新年度

今年も格別に暑い夏でございました。みなさまにおかれましては元気にお過ごしのことと存じあげます。わたしも少し健康を損ねていましたが、無事9月1日を迎えることができました。たきちは9月から新年度が始まります。心を新たに、お役にたてる一年を目指してまいります。  私は業界で五十数年の月日を過ごしてまいりました。作ることから卸、小売りまで大体のプロセスを経験し、次の時代のきものの姿がおおよそ見当がつくと思っています。端的に申しますと、もどきの時代になる・・・ということでしょうか。考えてみますと日本のきものに匹敵する衣装は世界に二つと無いと思います。自然の花鳥風月を手描きで染めたり、糸から紡いでくくりの工程を経て染め、手織りに懸ける・・・このような文化は他に類を見ません。

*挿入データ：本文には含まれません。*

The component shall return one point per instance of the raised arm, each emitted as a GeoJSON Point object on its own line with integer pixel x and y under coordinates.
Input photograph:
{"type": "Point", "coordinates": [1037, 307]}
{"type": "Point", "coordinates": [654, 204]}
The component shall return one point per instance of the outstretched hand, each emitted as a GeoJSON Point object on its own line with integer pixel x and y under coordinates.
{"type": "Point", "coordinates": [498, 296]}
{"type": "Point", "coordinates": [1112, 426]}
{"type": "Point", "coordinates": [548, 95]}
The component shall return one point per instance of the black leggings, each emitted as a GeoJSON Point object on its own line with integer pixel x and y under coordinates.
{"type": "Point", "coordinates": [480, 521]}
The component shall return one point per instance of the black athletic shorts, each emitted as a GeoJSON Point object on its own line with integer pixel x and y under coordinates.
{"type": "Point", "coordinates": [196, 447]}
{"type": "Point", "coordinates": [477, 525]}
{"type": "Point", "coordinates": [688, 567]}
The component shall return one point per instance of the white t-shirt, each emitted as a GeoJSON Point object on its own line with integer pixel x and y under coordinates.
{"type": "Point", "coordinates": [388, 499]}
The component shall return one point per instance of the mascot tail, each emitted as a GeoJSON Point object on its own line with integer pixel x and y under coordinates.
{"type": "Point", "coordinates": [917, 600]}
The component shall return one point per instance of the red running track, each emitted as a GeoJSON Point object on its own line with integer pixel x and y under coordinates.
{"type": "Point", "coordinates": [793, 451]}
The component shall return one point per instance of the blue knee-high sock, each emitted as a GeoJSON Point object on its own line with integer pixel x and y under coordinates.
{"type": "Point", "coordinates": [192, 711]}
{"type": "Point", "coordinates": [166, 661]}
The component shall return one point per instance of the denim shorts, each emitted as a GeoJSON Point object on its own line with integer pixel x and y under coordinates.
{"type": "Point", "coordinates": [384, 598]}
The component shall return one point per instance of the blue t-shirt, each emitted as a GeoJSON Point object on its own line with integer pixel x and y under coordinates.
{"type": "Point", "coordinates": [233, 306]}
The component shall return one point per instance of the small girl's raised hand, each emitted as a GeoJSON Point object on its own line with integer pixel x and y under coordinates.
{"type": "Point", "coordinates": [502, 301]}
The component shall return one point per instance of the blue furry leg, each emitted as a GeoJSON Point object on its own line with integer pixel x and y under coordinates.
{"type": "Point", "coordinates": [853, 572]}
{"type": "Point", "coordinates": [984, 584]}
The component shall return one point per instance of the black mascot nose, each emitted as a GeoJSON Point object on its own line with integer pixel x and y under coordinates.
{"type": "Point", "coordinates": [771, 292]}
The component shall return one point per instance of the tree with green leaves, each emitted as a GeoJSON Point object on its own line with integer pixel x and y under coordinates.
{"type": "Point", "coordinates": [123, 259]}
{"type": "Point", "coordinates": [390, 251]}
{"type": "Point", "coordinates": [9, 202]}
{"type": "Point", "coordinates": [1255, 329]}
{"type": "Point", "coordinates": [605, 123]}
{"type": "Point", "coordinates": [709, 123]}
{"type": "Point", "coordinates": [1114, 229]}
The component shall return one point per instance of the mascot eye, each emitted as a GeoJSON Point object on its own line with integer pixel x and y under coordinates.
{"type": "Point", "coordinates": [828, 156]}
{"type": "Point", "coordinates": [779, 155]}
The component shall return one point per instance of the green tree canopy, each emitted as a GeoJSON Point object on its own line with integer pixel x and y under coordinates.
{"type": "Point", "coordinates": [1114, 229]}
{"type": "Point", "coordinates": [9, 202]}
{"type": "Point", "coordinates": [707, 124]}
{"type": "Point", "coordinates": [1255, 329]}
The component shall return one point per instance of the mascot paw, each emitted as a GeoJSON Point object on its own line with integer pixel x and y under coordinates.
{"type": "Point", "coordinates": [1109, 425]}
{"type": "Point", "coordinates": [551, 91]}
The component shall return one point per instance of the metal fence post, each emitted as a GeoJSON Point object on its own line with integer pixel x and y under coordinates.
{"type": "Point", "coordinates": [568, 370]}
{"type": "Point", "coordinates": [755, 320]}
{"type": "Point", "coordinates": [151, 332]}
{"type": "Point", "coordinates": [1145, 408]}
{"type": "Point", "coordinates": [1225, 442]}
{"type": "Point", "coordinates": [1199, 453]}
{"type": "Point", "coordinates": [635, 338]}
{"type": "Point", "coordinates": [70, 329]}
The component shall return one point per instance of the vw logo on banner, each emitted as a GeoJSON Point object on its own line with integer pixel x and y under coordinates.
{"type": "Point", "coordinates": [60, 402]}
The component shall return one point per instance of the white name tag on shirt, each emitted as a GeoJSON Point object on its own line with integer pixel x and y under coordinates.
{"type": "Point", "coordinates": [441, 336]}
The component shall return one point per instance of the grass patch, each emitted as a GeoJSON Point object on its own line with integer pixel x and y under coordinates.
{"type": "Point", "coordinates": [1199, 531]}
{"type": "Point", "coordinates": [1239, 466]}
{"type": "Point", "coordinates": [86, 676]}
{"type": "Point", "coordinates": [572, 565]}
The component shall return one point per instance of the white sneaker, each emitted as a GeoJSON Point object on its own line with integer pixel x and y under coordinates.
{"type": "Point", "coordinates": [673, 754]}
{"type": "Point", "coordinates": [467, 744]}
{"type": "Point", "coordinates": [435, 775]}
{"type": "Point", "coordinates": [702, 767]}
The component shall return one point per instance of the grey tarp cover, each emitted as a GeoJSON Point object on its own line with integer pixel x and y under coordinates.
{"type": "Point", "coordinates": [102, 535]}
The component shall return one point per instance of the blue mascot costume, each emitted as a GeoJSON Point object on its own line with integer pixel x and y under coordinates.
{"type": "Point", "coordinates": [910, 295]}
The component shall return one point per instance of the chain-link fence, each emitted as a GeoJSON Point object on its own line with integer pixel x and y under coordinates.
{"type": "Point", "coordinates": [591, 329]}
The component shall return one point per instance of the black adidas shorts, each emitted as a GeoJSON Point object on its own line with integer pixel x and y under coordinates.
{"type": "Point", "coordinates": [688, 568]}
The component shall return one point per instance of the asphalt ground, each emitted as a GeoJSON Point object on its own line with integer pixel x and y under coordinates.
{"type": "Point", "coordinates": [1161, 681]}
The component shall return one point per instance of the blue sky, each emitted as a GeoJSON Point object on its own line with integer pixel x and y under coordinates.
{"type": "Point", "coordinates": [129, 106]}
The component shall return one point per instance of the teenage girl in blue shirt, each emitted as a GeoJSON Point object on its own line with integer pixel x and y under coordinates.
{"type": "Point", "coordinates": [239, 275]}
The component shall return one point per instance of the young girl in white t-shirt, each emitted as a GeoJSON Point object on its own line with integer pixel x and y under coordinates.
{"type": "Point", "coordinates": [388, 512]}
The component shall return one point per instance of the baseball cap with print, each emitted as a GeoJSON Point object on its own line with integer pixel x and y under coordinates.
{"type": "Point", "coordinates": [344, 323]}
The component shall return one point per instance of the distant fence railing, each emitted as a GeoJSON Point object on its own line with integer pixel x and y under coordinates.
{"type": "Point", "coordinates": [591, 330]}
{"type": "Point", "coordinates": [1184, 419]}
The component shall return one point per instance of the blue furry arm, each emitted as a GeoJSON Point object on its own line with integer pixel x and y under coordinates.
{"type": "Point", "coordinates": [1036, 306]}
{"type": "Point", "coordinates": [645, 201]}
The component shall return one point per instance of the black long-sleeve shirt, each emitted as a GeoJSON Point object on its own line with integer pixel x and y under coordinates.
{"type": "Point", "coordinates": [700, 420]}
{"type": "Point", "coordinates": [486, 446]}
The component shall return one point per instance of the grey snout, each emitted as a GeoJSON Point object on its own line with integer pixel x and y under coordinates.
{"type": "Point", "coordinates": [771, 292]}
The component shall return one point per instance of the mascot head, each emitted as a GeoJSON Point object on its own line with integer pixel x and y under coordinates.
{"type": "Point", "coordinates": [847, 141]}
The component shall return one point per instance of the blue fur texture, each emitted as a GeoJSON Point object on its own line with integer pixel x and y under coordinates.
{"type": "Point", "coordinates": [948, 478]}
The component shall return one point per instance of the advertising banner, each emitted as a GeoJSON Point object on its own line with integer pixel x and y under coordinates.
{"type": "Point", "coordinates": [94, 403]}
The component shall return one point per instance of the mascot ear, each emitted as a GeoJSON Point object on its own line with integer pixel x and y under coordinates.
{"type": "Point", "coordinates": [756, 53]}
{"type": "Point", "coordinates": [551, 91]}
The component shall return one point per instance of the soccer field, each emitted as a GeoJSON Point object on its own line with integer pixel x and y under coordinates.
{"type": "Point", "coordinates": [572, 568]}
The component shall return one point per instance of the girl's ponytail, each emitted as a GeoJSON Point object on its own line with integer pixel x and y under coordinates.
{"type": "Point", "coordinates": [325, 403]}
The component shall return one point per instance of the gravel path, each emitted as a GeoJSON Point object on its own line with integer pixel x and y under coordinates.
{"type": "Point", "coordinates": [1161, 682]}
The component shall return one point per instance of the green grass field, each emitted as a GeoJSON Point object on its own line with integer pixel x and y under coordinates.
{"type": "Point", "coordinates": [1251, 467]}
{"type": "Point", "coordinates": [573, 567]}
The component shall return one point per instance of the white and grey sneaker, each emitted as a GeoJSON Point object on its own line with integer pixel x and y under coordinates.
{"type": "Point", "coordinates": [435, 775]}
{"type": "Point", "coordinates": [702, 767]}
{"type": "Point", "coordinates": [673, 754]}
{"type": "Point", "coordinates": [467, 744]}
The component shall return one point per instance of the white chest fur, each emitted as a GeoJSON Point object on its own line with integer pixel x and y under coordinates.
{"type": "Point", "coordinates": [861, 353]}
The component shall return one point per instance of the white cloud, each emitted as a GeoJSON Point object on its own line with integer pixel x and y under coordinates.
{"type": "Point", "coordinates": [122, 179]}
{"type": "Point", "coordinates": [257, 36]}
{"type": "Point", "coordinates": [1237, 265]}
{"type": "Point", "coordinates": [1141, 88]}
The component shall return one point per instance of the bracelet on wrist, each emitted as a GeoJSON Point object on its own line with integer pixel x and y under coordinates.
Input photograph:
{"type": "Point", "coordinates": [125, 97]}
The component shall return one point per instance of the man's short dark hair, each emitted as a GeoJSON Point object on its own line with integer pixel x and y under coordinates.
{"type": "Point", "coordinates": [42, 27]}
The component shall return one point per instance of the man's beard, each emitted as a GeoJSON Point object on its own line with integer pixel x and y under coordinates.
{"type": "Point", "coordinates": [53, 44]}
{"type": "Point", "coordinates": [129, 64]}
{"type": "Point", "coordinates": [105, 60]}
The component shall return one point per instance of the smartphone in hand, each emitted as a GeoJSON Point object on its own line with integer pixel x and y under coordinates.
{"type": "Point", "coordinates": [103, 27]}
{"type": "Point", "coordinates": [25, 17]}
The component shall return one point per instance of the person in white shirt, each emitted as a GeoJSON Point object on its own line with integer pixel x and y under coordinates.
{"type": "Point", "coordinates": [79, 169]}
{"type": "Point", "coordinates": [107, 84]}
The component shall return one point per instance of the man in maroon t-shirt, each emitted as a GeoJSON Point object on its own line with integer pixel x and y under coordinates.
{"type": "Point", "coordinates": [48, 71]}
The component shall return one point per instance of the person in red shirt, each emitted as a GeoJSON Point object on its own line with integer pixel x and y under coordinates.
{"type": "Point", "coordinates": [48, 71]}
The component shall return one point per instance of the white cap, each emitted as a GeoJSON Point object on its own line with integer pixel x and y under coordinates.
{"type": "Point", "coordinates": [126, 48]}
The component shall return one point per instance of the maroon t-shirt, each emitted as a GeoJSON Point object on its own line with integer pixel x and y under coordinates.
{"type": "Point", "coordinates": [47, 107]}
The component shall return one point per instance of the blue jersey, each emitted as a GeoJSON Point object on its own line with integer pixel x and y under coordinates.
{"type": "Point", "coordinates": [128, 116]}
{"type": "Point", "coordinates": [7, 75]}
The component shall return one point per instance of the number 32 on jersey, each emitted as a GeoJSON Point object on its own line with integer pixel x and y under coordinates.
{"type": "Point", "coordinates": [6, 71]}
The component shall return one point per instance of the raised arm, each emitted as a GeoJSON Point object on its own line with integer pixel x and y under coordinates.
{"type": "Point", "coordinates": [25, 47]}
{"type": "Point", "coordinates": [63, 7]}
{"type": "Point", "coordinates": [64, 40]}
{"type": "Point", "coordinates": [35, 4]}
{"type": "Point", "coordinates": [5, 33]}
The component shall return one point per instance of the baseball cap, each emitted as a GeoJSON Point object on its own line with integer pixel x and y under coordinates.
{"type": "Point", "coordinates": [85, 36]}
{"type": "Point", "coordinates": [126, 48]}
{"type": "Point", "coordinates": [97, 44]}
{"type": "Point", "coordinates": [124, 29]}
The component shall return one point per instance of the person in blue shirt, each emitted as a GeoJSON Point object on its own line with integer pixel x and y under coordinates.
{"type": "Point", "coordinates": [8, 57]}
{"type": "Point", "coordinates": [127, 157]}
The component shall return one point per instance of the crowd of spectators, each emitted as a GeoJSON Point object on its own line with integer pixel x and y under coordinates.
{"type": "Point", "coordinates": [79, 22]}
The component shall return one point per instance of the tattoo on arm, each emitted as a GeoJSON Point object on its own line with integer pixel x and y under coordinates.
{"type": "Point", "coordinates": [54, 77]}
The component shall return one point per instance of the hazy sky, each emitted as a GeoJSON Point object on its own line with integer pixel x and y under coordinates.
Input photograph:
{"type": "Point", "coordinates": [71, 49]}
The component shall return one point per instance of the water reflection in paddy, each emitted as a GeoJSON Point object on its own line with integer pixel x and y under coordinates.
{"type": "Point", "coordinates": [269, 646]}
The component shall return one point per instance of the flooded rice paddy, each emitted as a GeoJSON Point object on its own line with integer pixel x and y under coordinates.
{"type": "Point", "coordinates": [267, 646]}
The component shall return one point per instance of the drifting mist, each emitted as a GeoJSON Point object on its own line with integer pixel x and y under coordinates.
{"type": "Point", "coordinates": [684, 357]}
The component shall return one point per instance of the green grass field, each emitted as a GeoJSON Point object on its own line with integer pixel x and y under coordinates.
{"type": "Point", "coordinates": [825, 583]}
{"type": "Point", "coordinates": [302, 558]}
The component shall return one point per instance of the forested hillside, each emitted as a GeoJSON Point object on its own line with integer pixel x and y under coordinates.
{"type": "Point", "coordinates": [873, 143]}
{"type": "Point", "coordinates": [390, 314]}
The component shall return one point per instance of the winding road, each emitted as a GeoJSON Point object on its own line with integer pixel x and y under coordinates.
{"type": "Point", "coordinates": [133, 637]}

大変高いではないか・・・とみなさまおっしゃられでしょうか?私は生産の現場では、高いと思ったことはありません。ある一定の量を作ることで(職人の方々の寝食を忘れた働きによるのですが)コストは大変に抑えられていると思います。ある一定量の生産ができなくなったとき廃業するか、価格転嫁に追い込まれます。結城や小千谷は世界文化遺産に指定されましたが、苦境はつづいています。惜しいこと・・・と心から思っています。 この一年、こころこめた仕事をしてゆきたいと念願しています。